PR254 is becoming increasingly popular with paint manufacturers as the primary replacement for less lightfast middle red pigments, such as the naphthol reds, and the more polluting cadmium pigments. The pigment is very consistent in hue, saturation and texture across manufacturers; it blossoms readily and in most brands is extremely active wet in wet. I like Winsor & Newton winsor red for the depth and clarity of color, and because it is relatively less opaque and is uniquely inert wet in wet. The Daniel Smith pyrrol red is noticeably darker valued, more opaque, and less saturated in tints. The Rowney Artists permanent red lost much of its orange tone after five weeks of sunlight exposure. The Maimeri paint is surprisingly and unacceptably less lightfast. — A widely offered middle red that can is close to a scarlet hue (Schmincke sells it under the label "orange red"). It is a plausible substitute for cadmium red paints in masstone, but lacks cadmium's radiance in tints; it is a good mixing partner with synthetic organic yellows, but these mixtures seem less attractive to me than the equivalent mixture of cadmium red and yellow. Substitutions. A very good color match, with better transparency, can be mixed from quinacridone rose (PV19) and naphthol scarlet (PR188). See also the section on pyrrole pigments.
posted by sebastienbailard at 9:04 PM on April 28, 2018 [2 favorites]

Now I have a big crush on this watercolor pigment description page. So much passion and knowledge.
posted by away for regrooving at 10:07 PM on April 28, 2018 [1 favorite]

You'll like the characteristically thorough tutorial on laying a wash.
posted by sebastienbailard at 10:40 PM on April 28, 2018

Hmm. Going by this person's 4-year lightfastness test, PR254 isn't much more lightfast than a napthol red.
posted by tavella at 10:43 PM on April 28, 2018 [1 favorite]

Man, I'm such a sucker now for pigment research stuff; I remember hearing the initial hullaballoo back in 2009 or so about Subramanian's blue and thinking "that's interesting", but with the painting stuff I've been doing more recently I've started taking seriously both the history and the practical implications of pigment variations and their durability and composition and so I was nodding along to this like "yeah...yeah!"

If you're interested in an engaging (if at times a bit arch and/or salty) narrative of the history of pigment discovery and use, especially but not solely in the context of painting, I will heartily recommend the book Bright Earth by Philip Ball. I read it last year and enjoyed it thoroughly, and came away with a much improved sense of the overall arc of all the varyingly unstable, toxic, and just plain gross pigments and pigment-production methods behind classic art and modern manufacturing.
posted by cortex at 3:34 PM on April 29, 2018 [3 favorites]

Honestly, I'd be looking at organometallics. There is a lot more space there then pure organics, and some of them can be quite stable, see the above phthalocyanine compounds.
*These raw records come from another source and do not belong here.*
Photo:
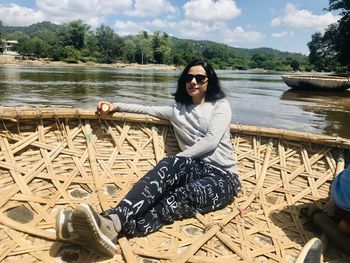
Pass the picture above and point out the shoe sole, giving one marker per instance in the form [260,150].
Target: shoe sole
[83,221]
[60,218]
[311,252]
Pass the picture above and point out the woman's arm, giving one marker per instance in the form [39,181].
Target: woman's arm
[164,112]
[218,126]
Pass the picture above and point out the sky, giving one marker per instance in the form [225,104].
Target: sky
[279,24]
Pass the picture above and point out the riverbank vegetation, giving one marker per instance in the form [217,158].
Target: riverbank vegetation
[75,41]
[330,51]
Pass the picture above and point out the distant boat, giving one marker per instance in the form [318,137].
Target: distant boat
[317,82]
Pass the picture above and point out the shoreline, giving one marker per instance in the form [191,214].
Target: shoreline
[12,61]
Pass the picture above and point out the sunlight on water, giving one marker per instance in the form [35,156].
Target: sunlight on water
[256,98]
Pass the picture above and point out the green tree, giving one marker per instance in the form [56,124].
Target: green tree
[74,33]
[109,44]
[331,51]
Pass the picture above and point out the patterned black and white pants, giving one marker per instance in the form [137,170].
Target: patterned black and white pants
[176,188]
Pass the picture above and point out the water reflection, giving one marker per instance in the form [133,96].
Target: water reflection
[332,107]
[257,98]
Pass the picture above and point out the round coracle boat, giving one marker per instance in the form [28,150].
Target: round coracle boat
[317,82]
[53,158]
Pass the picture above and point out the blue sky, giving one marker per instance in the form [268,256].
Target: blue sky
[279,24]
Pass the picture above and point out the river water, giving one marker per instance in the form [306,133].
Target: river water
[256,98]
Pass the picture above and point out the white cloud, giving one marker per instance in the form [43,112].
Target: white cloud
[93,12]
[83,7]
[210,10]
[151,8]
[124,28]
[283,34]
[240,35]
[14,15]
[304,19]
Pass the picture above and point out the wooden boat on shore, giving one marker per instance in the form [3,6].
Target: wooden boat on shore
[317,82]
[53,158]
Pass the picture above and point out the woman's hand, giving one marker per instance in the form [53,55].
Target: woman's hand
[105,107]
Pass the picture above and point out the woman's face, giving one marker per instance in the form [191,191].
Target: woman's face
[197,84]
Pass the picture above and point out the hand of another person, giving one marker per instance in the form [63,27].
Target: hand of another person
[105,107]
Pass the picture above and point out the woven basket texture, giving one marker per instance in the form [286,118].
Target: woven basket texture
[47,164]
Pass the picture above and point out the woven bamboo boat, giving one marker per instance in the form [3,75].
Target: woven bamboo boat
[58,157]
[317,82]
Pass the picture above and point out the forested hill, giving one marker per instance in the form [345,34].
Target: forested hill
[75,41]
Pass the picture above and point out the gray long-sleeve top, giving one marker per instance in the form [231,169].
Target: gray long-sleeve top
[202,131]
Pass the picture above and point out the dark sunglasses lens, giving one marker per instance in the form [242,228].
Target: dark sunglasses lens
[199,78]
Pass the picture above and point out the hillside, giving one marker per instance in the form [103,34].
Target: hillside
[75,41]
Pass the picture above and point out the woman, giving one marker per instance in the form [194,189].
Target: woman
[200,178]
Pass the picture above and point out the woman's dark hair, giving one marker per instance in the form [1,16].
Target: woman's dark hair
[214,91]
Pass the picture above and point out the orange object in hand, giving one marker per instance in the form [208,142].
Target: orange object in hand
[104,108]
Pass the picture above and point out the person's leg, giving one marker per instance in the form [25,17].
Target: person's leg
[344,224]
[331,229]
[170,173]
[213,191]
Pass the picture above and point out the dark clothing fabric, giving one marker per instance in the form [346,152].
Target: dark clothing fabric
[176,188]
[343,214]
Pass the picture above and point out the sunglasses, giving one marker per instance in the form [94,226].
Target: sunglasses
[200,79]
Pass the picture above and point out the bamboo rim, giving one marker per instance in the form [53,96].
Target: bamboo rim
[57,157]
[18,113]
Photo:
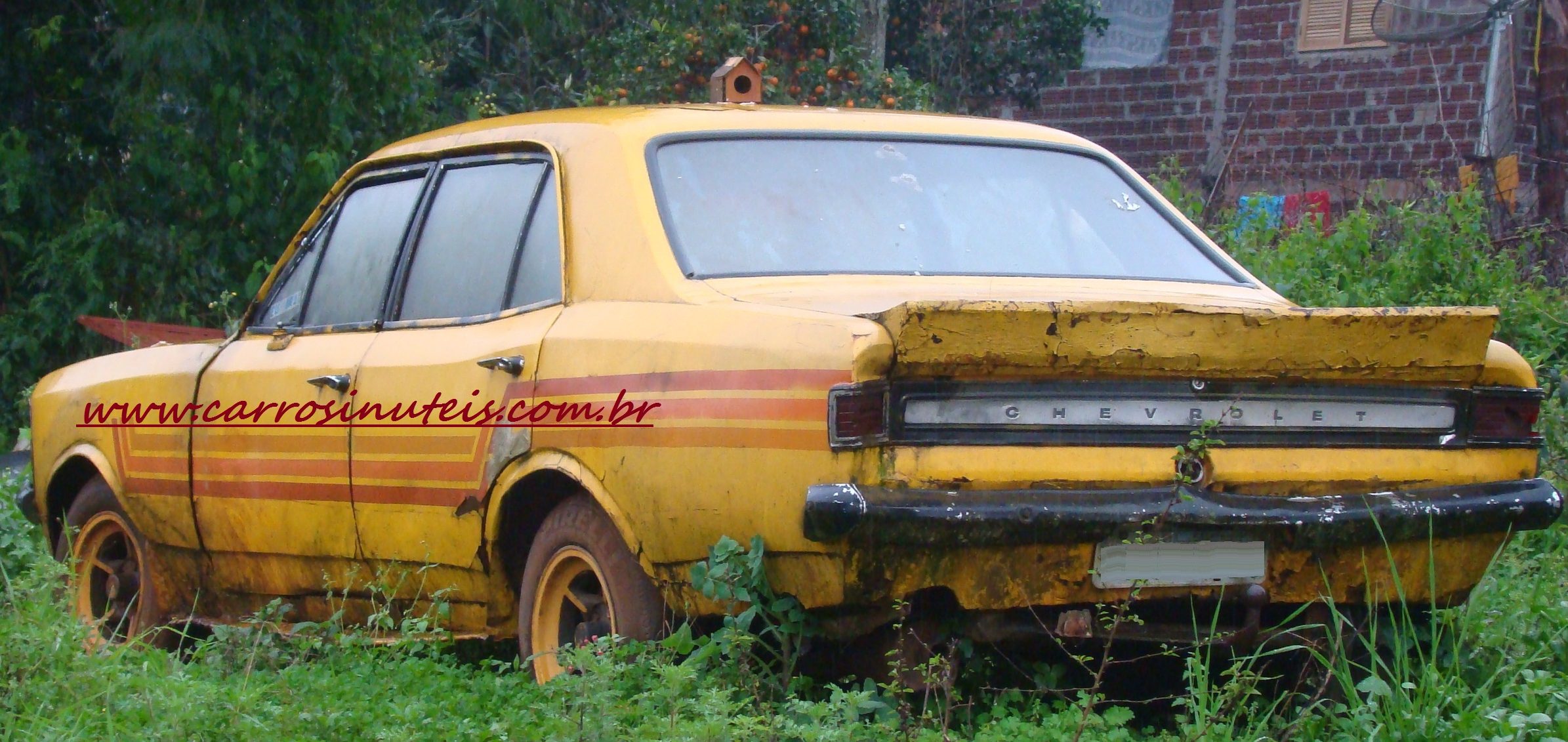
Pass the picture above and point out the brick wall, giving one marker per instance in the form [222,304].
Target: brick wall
[1317,119]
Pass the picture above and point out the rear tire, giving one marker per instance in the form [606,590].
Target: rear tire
[582,583]
[112,578]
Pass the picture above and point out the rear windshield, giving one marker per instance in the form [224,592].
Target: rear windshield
[810,206]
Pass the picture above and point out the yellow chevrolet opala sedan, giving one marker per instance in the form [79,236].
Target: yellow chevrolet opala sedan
[939,364]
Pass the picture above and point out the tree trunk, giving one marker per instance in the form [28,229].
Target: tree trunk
[874,32]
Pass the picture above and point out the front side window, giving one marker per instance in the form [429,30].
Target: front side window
[469,241]
[814,206]
[360,253]
[286,302]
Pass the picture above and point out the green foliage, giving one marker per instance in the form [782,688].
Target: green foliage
[759,623]
[21,542]
[1500,675]
[988,52]
[153,153]
[1432,250]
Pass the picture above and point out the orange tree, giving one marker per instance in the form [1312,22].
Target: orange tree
[939,54]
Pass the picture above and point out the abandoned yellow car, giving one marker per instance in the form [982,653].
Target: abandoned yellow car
[939,364]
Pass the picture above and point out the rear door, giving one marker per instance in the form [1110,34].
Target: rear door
[480,289]
[272,496]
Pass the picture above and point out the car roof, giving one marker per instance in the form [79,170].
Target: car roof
[640,123]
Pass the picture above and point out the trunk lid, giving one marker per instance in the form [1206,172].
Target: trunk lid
[1156,339]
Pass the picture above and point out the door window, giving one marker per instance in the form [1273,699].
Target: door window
[469,241]
[361,251]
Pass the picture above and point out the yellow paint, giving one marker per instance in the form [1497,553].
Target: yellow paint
[741,369]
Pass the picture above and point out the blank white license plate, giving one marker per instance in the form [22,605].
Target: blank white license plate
[1180,564]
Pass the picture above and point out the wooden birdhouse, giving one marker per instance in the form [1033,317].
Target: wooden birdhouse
[736,82]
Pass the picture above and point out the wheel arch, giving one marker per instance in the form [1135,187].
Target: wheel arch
[73,468]
[527,490]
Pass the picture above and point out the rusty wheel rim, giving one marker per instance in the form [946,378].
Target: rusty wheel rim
[569,608]
[109,578]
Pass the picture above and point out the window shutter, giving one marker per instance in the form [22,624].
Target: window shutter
[1336,24]
[1322,24]
[1360,30]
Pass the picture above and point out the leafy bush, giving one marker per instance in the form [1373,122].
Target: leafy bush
[1432,250]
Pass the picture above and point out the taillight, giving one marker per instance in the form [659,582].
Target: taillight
[857,415]
[1504,416]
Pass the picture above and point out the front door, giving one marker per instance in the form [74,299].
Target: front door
[270,462]
[482,287]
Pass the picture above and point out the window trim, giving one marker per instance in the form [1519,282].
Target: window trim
[323,234]
[411,239]
[1136,182]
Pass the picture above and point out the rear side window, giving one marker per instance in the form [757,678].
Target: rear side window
[469,242]
[358,258]
[540,267]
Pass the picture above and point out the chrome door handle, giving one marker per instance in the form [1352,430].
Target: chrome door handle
[338,382]
[510,364]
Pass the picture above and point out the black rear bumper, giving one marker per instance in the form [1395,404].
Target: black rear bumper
[1035,516]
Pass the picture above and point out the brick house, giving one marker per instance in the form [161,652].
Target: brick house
[1327,106]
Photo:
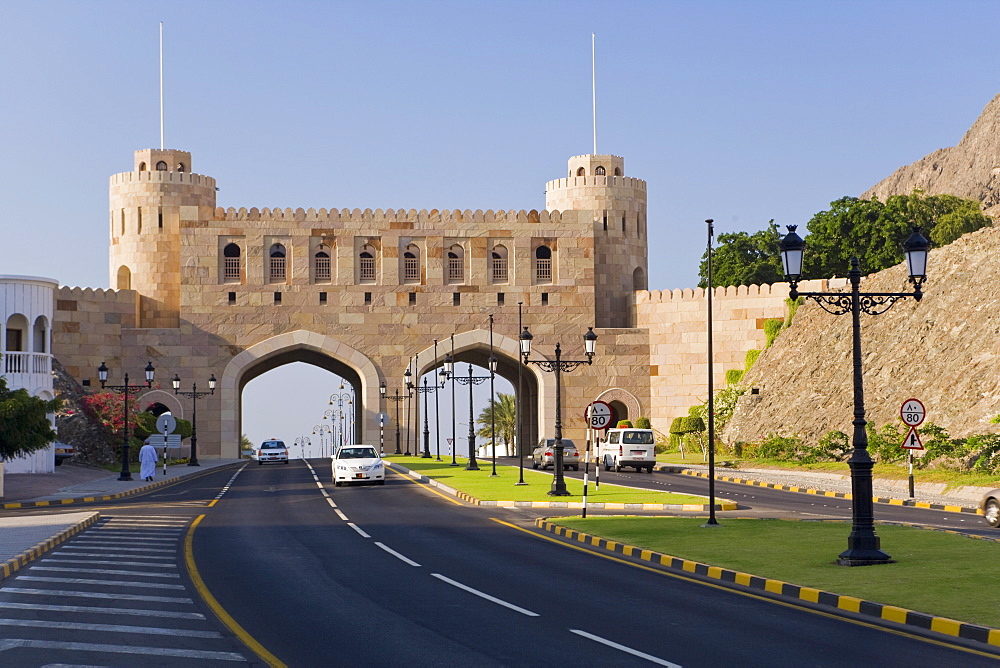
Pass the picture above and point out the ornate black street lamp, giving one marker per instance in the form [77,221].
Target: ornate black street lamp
[471,380]
[396,398]
[862,544]
[194,395]
[125,390]
[558,366]
[424,391]
[449,367]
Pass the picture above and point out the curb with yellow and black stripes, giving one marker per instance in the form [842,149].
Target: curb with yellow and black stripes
[819,492]
[468,498]
[889,613]
[8,567]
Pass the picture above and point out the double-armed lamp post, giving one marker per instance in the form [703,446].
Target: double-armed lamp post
[194,395]
[862,544]
[558,366]
[125,390]
[396,397]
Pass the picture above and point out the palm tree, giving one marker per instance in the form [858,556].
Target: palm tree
[505,414]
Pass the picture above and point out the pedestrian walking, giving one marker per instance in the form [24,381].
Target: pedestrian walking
[147,462]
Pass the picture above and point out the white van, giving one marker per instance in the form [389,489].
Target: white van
[628,447]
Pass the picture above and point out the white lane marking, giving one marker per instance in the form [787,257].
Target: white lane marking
[391,551]
[627,650]
[155,550]
[17,643]
[111,628]
[110,563]
[93,610]
[91,594]
[358,529]
[493,599]
[108,583]
[103,571]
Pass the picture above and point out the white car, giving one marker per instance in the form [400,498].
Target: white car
[357,463]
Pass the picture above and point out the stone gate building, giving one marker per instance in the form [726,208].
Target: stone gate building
[201,290]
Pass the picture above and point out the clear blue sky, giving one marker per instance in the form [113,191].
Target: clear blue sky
[734,110]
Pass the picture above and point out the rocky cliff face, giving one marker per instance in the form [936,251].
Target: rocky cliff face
[944,350]
[971,169]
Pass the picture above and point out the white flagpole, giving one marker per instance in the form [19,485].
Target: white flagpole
[593,82]
[161,85]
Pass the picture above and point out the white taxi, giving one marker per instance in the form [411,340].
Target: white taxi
[357,463]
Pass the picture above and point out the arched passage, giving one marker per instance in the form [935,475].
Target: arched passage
[299,346]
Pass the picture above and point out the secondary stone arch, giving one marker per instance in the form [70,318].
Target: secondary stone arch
[301,345]
[473,347]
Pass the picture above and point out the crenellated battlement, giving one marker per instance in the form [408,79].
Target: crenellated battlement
[334,217]
[186,178]
[597,181]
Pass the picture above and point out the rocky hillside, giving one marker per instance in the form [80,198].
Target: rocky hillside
[944,350]
[971,169]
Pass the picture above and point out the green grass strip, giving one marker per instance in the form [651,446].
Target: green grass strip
[502,488]
[935,572]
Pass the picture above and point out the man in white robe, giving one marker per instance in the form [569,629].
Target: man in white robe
[147,462]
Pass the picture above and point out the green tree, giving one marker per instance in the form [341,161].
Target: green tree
[874,231]
[24,422]
[503,414]
[743,258]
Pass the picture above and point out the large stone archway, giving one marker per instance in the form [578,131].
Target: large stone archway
[323,351]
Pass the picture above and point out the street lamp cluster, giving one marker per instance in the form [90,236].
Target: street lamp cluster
[863,545]
[127,389]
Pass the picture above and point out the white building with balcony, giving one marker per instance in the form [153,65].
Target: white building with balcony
[26,305]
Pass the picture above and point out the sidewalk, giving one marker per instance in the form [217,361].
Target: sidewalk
[25,536]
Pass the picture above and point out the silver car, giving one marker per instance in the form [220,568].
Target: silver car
[544,455]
I definitely agree that organics are much more tunable, but I think organometallics are not the answer if you're looking for a stable pigment. A chemistry meme page I follow on Facebook posted a three-door meme recently:

Door 1) Restart life
Door 2) $5 billion
Door 3) An air- and water-stable organometallic complex

I suspect that even if a promising organometallic complex was air- and water-stable, it might still suffer from the same degradation processes that regular organic pigments are prone to. YMMV based on the ligand set, of course.

I would also point out that the phthalocyanin pigments are not technically organometallic; they coordinate to the metal through nitrogen, not carbon.
posted by invokeuse at 10:31 AM on April 30, 2018

Granted, I never took a watercolour studio but stuff like this article posted by sebastienbailard would have been incredibly useful in school.